Saindo do centro de Piatã, peguei a BR148 sentido Boninal e
depois de uns 9km acessei uma estrada à esquerda, a BA560. Nessa rodovia
percorri mais 5km e acessei à direita, já numa estrada de chão batido. Dali foi
só seguir mais alguns quilômetros. A dica aqui é colocar o roteiro no google
maps que segue direitinho, ou usar o próprio wikiloc, vou deixar o link do que
eu gravei. No mais, desconheço transporte público para a região. Enfim, partindo
do centro de Piatã são 10 km de asfalto e 14 km de estrada de terra.

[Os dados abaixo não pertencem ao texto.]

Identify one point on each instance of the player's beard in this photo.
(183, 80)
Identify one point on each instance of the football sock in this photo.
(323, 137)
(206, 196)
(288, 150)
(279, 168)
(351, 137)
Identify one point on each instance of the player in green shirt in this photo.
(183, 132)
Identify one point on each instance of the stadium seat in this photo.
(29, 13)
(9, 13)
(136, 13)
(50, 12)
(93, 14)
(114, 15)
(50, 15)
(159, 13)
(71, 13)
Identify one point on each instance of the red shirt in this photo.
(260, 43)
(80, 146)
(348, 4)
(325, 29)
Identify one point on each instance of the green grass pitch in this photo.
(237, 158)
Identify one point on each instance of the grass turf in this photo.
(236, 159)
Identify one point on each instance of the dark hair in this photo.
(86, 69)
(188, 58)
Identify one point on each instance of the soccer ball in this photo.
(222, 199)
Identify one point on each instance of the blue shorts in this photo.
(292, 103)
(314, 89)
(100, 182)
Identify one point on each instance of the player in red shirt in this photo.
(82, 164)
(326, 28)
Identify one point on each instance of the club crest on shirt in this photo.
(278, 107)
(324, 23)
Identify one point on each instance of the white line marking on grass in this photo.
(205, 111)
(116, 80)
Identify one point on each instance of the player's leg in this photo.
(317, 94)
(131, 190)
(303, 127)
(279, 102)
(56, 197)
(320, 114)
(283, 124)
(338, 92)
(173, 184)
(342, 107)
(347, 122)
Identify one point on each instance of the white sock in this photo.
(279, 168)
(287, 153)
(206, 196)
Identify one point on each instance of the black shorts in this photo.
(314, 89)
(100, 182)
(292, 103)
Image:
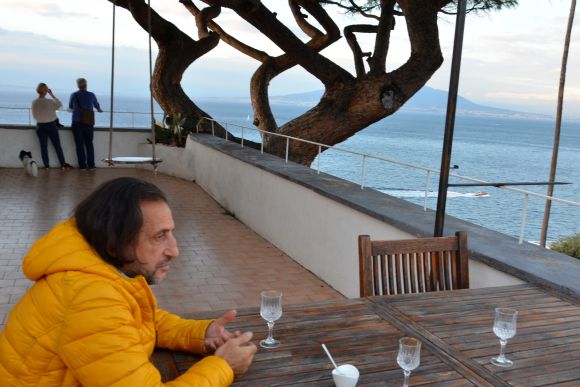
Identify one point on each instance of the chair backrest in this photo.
(413, 265)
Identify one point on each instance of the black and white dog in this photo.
(28, 163)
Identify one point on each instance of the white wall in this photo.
(314, 230)
(175, 161)
(317, 232)
(12, 141)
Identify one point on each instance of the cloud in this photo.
(48, 9)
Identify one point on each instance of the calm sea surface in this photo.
(492, 149)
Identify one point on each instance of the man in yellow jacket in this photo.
(91, 319)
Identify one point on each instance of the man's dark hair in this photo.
(110, 218)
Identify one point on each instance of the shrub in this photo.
(569, 245)
(174, 129)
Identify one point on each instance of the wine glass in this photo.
(271, 310)
(504, 327)
(409, 356)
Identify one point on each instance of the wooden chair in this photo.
(413, 265)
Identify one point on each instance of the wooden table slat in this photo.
(455, 328)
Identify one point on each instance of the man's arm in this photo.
(179, 334)
(102, 343)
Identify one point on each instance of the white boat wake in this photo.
(404, 193)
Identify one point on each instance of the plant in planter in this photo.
(173, 130)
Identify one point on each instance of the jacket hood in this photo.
(64, 249)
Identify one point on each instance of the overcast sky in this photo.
(511, 59)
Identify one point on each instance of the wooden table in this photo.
(455, 328)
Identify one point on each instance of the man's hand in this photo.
(217, 334)
(238, 352)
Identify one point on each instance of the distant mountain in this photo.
(426, 100)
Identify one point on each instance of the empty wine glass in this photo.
(409, 356)
(271, 310)
(504, 327)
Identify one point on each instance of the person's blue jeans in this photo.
(83, 135)
(45, 131)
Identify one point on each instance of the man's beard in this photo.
(148, 275)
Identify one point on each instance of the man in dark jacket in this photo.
(82, 103)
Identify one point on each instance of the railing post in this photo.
(427, 177)
(262, 144)
(362, 177)
(318, 159)
(523, 223)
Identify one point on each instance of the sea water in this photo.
(488, 148)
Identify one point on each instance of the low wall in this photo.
(13, 139)
(285, 204)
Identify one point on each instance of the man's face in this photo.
(155, 245)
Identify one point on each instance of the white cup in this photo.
(345, 375)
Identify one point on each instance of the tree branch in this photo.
(252, 52)
(377, 62)
(264, 118)
(255, 13)
(355, 47)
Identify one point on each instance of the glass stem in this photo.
(407, 376)
(270, 331)
(502, 344)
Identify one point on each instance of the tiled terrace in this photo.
(222, 265)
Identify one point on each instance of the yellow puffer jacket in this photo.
(83, 323)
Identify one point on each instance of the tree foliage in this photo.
(350, 101)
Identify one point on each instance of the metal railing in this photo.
(364, 156)
(133, 116)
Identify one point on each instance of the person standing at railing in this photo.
(44, 112)
(82, 103)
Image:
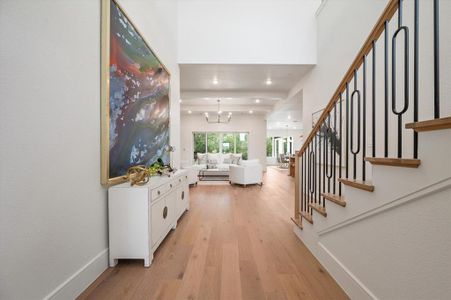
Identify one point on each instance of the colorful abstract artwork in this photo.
(138, 99)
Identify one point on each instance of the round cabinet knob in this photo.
(165, 212)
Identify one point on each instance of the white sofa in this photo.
(248, 172)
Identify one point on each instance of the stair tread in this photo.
(297, 222)
(430, 125)
(359, 184)
(307, 216)
(340, 200)
(319, 209)
(394, 162)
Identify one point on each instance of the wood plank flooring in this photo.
(234, 243)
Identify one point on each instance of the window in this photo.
(199, 143)
(241, 144)
(216, 142)
(213, 142)
(269, 142)
(228, 143)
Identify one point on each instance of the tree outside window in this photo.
(213, 142)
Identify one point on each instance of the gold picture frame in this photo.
(105, 90)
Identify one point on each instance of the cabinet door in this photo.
(159, 214)
(171, 207)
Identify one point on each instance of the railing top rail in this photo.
(378, 29)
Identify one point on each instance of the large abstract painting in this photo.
(135, 110)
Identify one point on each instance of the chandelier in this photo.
(220, 117)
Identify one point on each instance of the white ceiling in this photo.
(239, 87)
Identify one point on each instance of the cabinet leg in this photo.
(148, 261)
(113, 262)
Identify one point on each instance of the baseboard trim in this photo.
(81, 279)
(422, 192)
(351, 276)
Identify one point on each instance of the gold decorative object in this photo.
(138, 175)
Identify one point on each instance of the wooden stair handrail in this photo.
(388, 12)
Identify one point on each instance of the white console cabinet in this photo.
(140, 217)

É possível nadar tranquilamente na Cachoeira do Cochó, pois além de possuir uma bela queda d’água de uns 12 metros de altura e águas cristalinas, tem um poço rodeado por uma prainha de areias claras. Nessa visita estava bem vazia, mas nos finais de semana costuma lotar e alterar um pouco a coloração da água. Como dito, seu acesso de carro é feito por uma estrada de terra em boas condições e depois é só seguir por uma trilha curta, sem desnível e de fácil acesso. Com isso, é muito prático de se visitar. Não há cobrança de taxa, apesar de estar localizada numa propriedade particular. Também não visualizei nenhum serviço de bar/lanchonete/mercado no local. Leve seus lanches.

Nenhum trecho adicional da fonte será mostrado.